Согласно отчету генерального аудитора, за месяц выступлений в Зальцбурге музыканты Венского филармонического оркестра могут заработать больше, чем за целый год. Дирижеры, которые не хотят, по принятому обычаю, поручать репетиции своим работающим за половинную плату ассистентам, объясняют, что фестиваль — это время отдыха и разрядки. Если исполнение не отвечает ожиданиям маэстро, он всегда может назначить дорогостоящие дополнительные репетиция. Тех, кто протестует против этого порядка — как, например, это сделал итальянец Риккардо Шайи в 1997 году, — больше на фестиваль не приглашают.
Больше всего денег в Зальцбурге делают на Моцарте, изгнанном отсюда мальчиком-подростком и удостоившимся памятника только через пятьдесят лет после смерти. Им торгуют на конфетных обертках, галстуках, шарфах, зонтиках и куклах, причем большая часть этих товаров производится на Дальнем Востоке для продажи туристам, среди которых преобладают японцы. Даже место, где родился Моцарт, представляет собой грубую подделку. Источник поступления доходов не смущает Зальцбург.
Паломники, посещающие Мекку, Лурд или Амритсар, знают, что местные торговцы будут обирать их во имя веры. Зальцбург не предоставляет духовной компенсации. Культ Моцарта, царящий в нем, насквозь фальшив, а главным хитом остается голливудский мюзикл «Звуки музыки», приукрашивающий недавнюю историю[609]. В фестивальном Зальцбурге мало правды и почти нет красоты. И все же Зальцбург, откуда берут исток все современные фестивали, был задуман как идиллия для артистов, как их убежище от низменного материализма повседневности. Его отступление перед мамоной нанесло смертельный удар по музыкальному идеализму.

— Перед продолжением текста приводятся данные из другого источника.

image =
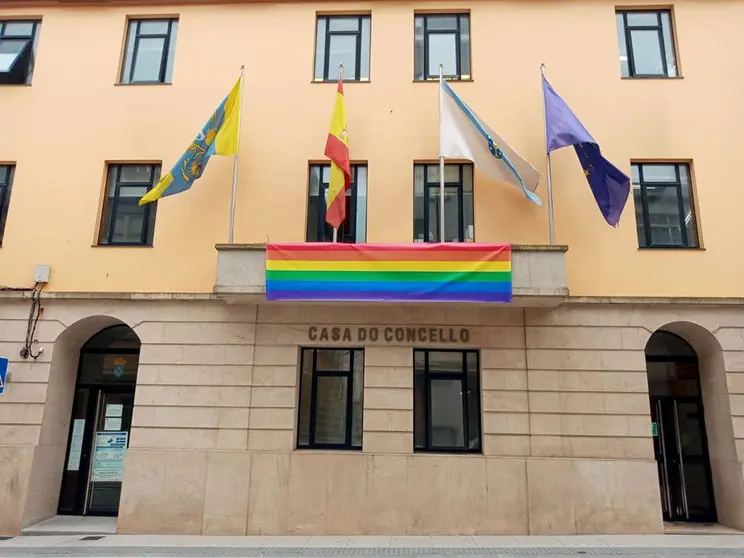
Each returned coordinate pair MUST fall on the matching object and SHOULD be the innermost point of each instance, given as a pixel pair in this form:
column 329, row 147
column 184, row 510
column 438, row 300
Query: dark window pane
column 306, row 390
column 327, row 397
column 364, row 58
column 464, row 47
column 18, row 29
column 420, row 403
column 124, row 221
column 671, row 58
column 320, row 47
column 443, row 50
column 343, row 24
column 688, row 207
column 438, row 23
column 446, row 401
column 149, row 59
column 640, row 227
column 330, row 425
column 155, row 27
column 357, row 401
column 150, row 51
column 342, row 50
column 353, row 229
column 643, row 19
column 418, row 49
column 445, row 361
column 135, row 173
column 9, row 53
column 333, row 360
column 622, row 45
column 665, row 210
column 647, row 52
column 447, row 417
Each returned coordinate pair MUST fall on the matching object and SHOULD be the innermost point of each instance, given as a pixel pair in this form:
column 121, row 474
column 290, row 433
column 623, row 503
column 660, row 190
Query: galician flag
column 462, row 135
column 337, row 150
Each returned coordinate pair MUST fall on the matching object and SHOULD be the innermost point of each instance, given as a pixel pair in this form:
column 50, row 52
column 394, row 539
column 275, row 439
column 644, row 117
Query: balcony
column 538, row 274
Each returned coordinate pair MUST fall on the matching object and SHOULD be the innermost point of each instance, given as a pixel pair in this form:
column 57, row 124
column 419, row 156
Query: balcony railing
column 538, row 274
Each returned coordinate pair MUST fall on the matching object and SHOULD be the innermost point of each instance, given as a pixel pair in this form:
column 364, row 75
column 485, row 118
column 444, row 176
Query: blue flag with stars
column 609, row 185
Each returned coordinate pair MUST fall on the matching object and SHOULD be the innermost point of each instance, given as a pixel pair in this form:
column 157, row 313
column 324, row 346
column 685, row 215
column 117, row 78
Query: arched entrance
column 100, row 423
column 678, row 428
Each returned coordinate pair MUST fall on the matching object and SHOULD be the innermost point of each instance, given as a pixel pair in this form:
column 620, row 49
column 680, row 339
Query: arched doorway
column 100, row 423
column 678, row 428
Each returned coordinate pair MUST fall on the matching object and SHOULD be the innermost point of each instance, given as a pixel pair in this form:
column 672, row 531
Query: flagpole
column 441, row 160
column 551, row 217
column 341, row 79
column 233, row 197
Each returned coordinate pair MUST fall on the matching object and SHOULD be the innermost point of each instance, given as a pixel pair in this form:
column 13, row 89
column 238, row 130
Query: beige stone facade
column 567, row 440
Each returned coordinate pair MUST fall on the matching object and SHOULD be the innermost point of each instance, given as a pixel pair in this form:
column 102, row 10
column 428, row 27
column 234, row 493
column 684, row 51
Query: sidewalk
column 383, row 546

Когда режиссер Макс Рейнхардт еще до Первой мировой войны придумал Зальцбургский фестиваль, он мыслил утопически. Его концепция «Фестшпиля» уходила корнями в средневековые немецкие «фесты», во время которых богатые и бедные, землевладельцы и крепостные собирались вместе, чтобы посмотреть представление страстей под эгидой объединяющей Церкви. Подобные мероприятия предназначались для очищения душ верующих и обращения исполнителей к служению божественным целям. Исторические фантазии Рейнхардта плохо сочетались с его стремлением модернизировать немецкую сцену. Он ввел либеральный стиль интерпретирующей режиссуры в берлинском «Дойче театр», изобретательно использовал освещение, осуществил массовые постановки под открытым небом. Он возглавил еще две театральных труппы, положив начало экспрессионистскому театру и поддерживая молодых авторов; он редко обращал внимание на неудачников. Рейнхардта, которому на заре века исполнилось всего тридцать лет, можно назвать Кеннетом Брана[610]* своего времени. К пятидесяти годам он стал Питером Холлом[611]*, достаточно богатым, чтобы купить себе замок семнадцатого века Леопольдскорн, откуда он мог любоваться Зальцбургом и придумывать сцену, на которой выступали бы не звезды, а содружество артистов, посвятивших себя только лишь искусству. При всех своих прогрессивных устремлениях» в частной жизни Рейнхардт предпочитал ценности барокко. По мере приближения австро-германского поражения в Первой мировой войне он все глубже погружался в свои мечты.